As strange as it may sound, Martin may just be the man to challenge the status quo that is the current Team Ineos and Jumbo-Visma domination of stage racing since the restart – notwithstanding Deceuninck-QuickStep's Remco Evenepoel, who won’t be at either the Dauphiné or the Tour. That's perhaps a lot of pressure to heap on one rider who appears to only just be truly finding his feet in the top echelons of the sport, thanks mainly to his third place at the Mont Ventoux Dénivelé Challenge last week and his fourth place on the final stage of the Tour de l'Ain on Sunday.

However, Martin is aiming high, and aiming to better his 12th place at last year's Tour. His 17th place at last year's Dauphiné was perhaps a portent of what was to come, but the 27-year-old Frenchman has now changed teams – from Wanty-Gobert to Cofidis – and will be able to count on unwavering support from his new teammates and enthusiastic home support, both at the Dauphiné and the Tour.

Martin could be the revelation of 2020.

Nairo Quintana (Arkéa-Samsic)

Arkéa-Samsic’s Nairo Quintana en route to overall victory at the 2020 Tour de la Provence

Arkéa-Samsic’s Nairo Quintana en route to overall victory at the 2020 Tour de la Provence (Image credit: Getty Images Sport)

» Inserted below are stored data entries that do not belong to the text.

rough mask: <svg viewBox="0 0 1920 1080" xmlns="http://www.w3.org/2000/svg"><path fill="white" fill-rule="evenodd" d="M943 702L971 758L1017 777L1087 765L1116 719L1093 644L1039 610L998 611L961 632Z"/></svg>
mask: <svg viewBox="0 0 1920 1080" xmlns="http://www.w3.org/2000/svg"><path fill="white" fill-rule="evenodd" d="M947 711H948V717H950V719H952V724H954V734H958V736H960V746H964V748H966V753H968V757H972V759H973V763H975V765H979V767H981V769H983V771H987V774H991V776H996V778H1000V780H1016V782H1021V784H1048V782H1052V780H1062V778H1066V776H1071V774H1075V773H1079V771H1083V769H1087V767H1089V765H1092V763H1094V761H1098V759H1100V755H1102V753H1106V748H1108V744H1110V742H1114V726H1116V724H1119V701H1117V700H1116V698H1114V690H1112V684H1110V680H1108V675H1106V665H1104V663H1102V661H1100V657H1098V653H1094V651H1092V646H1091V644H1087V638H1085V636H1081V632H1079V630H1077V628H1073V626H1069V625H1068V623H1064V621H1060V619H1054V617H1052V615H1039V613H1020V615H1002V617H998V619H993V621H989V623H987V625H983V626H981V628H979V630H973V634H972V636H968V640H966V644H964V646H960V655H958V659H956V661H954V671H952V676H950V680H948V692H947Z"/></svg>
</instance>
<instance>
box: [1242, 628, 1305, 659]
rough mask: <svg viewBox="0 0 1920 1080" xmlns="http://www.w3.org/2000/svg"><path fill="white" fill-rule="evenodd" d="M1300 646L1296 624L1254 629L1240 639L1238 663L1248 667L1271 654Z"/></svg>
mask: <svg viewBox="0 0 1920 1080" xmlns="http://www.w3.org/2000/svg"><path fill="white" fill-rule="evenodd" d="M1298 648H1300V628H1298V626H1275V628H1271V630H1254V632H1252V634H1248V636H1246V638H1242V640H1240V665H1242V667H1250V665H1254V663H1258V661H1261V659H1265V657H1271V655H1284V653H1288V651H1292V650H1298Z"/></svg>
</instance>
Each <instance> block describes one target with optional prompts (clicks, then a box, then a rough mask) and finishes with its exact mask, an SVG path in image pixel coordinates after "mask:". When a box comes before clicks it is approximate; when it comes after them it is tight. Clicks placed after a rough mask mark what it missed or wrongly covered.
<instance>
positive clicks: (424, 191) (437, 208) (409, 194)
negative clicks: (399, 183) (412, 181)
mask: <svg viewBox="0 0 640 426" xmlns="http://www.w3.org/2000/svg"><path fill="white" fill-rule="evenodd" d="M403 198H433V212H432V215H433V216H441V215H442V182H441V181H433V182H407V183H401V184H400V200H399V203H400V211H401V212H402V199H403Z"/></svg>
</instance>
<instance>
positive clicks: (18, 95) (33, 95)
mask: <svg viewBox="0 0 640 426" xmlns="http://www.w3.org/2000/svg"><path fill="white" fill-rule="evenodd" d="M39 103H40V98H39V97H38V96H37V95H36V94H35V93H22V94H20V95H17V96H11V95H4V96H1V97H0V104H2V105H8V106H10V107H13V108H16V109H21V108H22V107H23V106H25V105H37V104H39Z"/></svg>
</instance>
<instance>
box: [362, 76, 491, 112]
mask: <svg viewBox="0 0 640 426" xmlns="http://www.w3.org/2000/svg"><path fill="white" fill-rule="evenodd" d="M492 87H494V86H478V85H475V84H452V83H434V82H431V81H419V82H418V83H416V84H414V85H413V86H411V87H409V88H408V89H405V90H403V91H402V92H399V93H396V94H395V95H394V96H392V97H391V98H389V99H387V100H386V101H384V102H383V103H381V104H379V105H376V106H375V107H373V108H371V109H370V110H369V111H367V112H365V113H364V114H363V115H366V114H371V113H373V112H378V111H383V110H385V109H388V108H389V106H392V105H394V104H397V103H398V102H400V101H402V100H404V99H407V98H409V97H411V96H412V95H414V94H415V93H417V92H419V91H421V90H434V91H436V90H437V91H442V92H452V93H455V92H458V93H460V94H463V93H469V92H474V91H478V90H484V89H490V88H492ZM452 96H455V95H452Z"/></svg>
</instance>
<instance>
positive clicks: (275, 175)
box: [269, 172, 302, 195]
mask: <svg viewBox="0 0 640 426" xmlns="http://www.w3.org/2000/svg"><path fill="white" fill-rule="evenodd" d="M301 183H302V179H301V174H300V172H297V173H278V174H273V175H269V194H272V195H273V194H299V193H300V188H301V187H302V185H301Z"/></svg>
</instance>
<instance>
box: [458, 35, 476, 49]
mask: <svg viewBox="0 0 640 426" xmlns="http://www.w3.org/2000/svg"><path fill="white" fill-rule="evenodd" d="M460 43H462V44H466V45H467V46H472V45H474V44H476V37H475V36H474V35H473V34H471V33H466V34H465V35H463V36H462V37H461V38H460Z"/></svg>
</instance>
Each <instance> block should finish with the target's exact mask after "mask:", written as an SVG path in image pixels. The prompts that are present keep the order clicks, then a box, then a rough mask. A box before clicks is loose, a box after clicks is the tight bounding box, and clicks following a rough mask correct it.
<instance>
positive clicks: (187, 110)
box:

Undoubtedly the rider of the season up until the cessation of competition in March due to the coronavirus pandemic, Quintana has picked up again nicely since the post-coronavirus pause, taking eighth place at his first race back – the Mont Ventoux Dénivelé Challenge – and then third overall at the Tour de l'Ain last week, sandwiched between Team Ineos and Jumbo-Visma's best.

Joining Arkéa-Samsic from Movistar this season seems to have given the Colombian a new lease of life, and he could feature on any, if not all, of this year's five Dauphiné stages. He'll have the company and support of French road race champion Warren Barguil, too, who should be able to help Quintana against the might of Ineos and Jumbo, and who may be looking for a stage win himself.

Thibaut Pinot (Groupama-FDJ)

Pinot's recommenced season has gone well enough: at the Route d'Occitanie – his only race so far since the restart – the 30-year-old French took fourth place overall, and fourth and third place on the final two stages, respectively.

However, Pinot won't have right-hand man David Gaudu at his side at the Dauphiné as the younger rider has been suffering with digestive problems. The team have decided to rest him as a result, in the hopes of him being back to health in time for the start of the Tour de France in Nice on August 29.

Pinot is nevertheless surrounded by experience and ability – Matthieu Ladagnous, Sébastien Reichenbach and Stefan Küng will never be far away – and the Dauphiné could act as another opportunity for Valentin Madouas to step up in readiness for what will be his first Tour at the end of the month.